I really enjoyed the Met's 2008 production of Orfeo ed Euridice but, despite the best efforts of Director Stephen Wadsworth, I felt that this production of Iphigénie en Tauride was a Gluck too far.
I have seen three other Gluck operas and they all end with a Deus ex Machina. This must be the Ancient Greek version of winning the lottery. Just as you think that your life is a disaster, a god descends, sorts out all your problems and everyone lives happily ever after. We do not often see Euripides' dramas on stage these days and I, for one, find his plots, when transposed to the operatic stage, rather hard to swallow. Maybe this is just my problem. I love opera but it is not until the 20th century that something like humanist opera starts to appear. Prior to that most operatic characters behave as though their every action is being watched over or controlled by God or alternatively, the Gods.
The ingenious set splits the stage in two. Three quarters of the stage is the Temple of Diana in a riot of red and orange. The other quarter is an inner chamber in subdued blue light. Characters move freely from one part to the other, thus avoiding unnecessary scene changes. This opera is a sequel to Gluck's Iphigénie en Aulide. This production starts with a sort of Previously on Iphigénie
We see a dumbshow of the ending of the earlier opera with Agamemnon killing his daughter watched by his wife Clytemnestra. Iphigénie is now a priestess on Tauride and it is her job to sacrifice any strangers. Her brother Oreste and his friend Pylade are shipwrecked and Iphiénie spends the rest of the opera trying to avoid sacrificing them before Diana comes to her rescue.
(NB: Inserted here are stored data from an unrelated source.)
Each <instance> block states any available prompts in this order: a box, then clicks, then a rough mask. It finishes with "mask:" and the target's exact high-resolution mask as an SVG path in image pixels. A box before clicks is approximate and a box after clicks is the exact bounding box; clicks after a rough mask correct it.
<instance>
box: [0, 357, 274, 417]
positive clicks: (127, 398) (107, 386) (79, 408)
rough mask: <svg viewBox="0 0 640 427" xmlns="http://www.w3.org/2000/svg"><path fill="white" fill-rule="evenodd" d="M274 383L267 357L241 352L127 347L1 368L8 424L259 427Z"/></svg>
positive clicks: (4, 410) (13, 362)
There are two good tenor roles for Plácido Domingo and Paul Groves as the shipwrecked friends. I enjoyed Domingo's Le Calme Rentre Mon Coeur which is sung softly with a frenzied orchestral line. Susan Graham is Iphigénie and I particularly enjoyed her aria O Malheureuse Iphigénie. The orchestra sparkles under Conductor Patrick Summers in an opera where the orchestral accompaniment is often more interesting than the vocal line. The opera comes in at under two hours but it seems much longer than that.